Twisted clover deflated multigrid - lattice/quda GitHub Wiki

For this case study we are using a 64x64x64x128 configuration as provided by the TMC collaboration.

Parameter Value
Volume 64x64x64x128
Gauge action Iwasaki
beta 1.778
Fermion action Twisted Clover
kappa 0.139427
mu 0.000720
CSW 1.69

We will start with a plain Twisted Clover Multigrid solve and use this as a yard stick by which all subsequent improvements shall be compared. Said improvements are:

  1. Using Communication avoiding version of the CG/GCR solver on the coarse levels
  2. Deflating the coarsest level using a Hermitian eigensolver

Each of these steps requires some judicious tuning, which we will demonstrate explicitly with example commands. Please note that throughout this exercise, we will be working with the QUDA develop branch and the following performance critical CMake options:

QUDA_MULTIBLAS_N=4
QUDA_DYNAMIC_CLOVER=ON

The computation will be performed on 16, 32, and 64 Nodes of SUMMIT. We will utilise only 4 of the 6 available GPUs per node, which is a total of 64, 128, and 256 NVIDIA V100 GPUs respectively.

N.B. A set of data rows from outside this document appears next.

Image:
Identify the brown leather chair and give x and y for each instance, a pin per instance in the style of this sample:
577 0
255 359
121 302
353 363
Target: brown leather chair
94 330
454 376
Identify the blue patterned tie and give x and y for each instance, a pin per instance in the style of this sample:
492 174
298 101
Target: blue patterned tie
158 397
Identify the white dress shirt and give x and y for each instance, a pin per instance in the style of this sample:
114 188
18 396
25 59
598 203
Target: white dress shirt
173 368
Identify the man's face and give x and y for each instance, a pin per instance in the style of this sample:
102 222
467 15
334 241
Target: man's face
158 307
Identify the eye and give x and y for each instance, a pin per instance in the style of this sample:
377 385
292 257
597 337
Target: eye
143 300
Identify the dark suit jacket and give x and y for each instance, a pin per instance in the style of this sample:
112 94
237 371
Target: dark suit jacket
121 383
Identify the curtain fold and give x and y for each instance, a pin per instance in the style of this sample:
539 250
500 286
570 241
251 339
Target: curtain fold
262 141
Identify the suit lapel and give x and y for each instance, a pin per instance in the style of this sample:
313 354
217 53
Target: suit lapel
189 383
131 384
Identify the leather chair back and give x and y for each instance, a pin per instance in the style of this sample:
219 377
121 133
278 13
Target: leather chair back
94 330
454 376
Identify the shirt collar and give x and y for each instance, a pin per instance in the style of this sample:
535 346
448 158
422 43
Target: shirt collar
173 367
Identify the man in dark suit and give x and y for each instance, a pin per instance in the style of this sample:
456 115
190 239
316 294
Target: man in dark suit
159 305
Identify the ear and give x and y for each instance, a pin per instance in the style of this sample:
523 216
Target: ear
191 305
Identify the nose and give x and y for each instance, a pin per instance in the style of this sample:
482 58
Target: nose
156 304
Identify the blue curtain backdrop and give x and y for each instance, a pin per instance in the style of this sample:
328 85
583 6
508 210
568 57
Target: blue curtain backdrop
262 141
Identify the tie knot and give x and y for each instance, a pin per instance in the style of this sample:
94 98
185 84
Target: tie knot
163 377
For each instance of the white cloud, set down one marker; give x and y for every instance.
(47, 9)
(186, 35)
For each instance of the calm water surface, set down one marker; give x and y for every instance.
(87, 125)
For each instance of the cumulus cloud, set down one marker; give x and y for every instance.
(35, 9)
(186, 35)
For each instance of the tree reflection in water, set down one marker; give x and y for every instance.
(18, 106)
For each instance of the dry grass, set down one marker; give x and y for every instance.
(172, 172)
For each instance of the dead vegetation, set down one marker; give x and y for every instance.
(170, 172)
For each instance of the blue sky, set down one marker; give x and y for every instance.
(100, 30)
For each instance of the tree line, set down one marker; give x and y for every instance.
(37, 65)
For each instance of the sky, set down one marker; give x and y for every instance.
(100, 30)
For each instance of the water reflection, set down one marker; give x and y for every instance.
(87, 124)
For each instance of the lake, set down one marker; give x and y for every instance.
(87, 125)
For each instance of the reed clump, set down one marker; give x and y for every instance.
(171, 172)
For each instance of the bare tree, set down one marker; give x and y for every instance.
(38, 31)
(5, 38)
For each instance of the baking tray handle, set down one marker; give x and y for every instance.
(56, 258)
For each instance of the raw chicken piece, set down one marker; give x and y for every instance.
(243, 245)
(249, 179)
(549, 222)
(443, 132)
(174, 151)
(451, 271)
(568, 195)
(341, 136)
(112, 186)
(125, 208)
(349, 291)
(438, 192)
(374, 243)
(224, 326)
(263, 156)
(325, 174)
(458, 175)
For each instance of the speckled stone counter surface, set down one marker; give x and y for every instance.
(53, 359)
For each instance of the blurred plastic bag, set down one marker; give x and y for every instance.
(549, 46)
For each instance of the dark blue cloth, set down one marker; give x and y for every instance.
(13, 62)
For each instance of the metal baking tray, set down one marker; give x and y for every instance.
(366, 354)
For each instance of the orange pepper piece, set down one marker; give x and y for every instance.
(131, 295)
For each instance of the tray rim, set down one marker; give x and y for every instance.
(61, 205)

BASELINE: Twisted Clover Multigrid

To begin, we will use QUDA Twisted Clover Multigrid inverter with previously tuned parameters. This represents the 'best case' scenario in which the user has scaled the value of mu on the coarse levels as best as they can. Standard CG will be used as the coarse level solver. The following incantation was used:

command="jsrun -n16 -r1 -g4 -a4 -c4 -l gpu-gpu ./multigrid_invert_test \
       --prec double --prec-sloppy single --prec-null half --prec-precondition half \
       --dim 64 32 16 16 --gridsize 1 2 4 4 --load-gauge /gpfs/alpine/scratch/howarth/lgt104/conf_latest.0500 \
       --kappa 0.1394265 --mu 0.00072 --clover-coeff 0.235630785 \
       --recon 12 --recon-sloppy 8 --recon-precondition 8 \
       --dslash-type twisted-clover --compute-clover true --tol 1e-10 \
       --mg-levels 3 --mg-block-size 1 4 4 4 8 --mg-block-size 0 2 2 2 2 \
       --mg-setup-tol 0 5e-7 --mg-setup-tol 1 5e-7 --mg-setup-inv 0 cg --mg-setup-inv 1 cg \
       --mg-mu-factor 2 70.0 \
       --nsrc 10 \
       --niter 250 \
       --verbosity verbose \
       --mg-nu-pre 0 0 --mg-nu-post 0 4 --mg-nu-pre 1 0 --mg-nu-post 1 4 \
       --mg-coarse-solver 1 gcr --mg-coarse-solver-tol 1 0.35 --mg-coarse-solver-maxiter 1 10 \
       --mg-coarse-solver 2 gcr --mg-coarse-solver-tol 2 0.01 --mg-coarse-solver-maxiter 2 20 \
       --mg-verbosity 0 verbose --mg-verbosity 1 verbose --mg-verbosity 2 verbose "

which we shall breakdown in full.

jsrun -n16 -r1 -g4 -a4 -c4 -l gpu-gpu ./multigrid_invert_test \

SUMMIT specific commands and the executable

       --prec double --prec-sloppy single --prec-null half --prec-precondition half \

These are the precisions used by the various stages of the solver. The final result prec is computed in double precision. The sloppy precision is used to perform globals sums or computations in which only a good estimate is sufficient. null and precondition are the precisions used by the multigrid solver. This already represents a significant part of QUDA's total acceleration strategy, as is documented here.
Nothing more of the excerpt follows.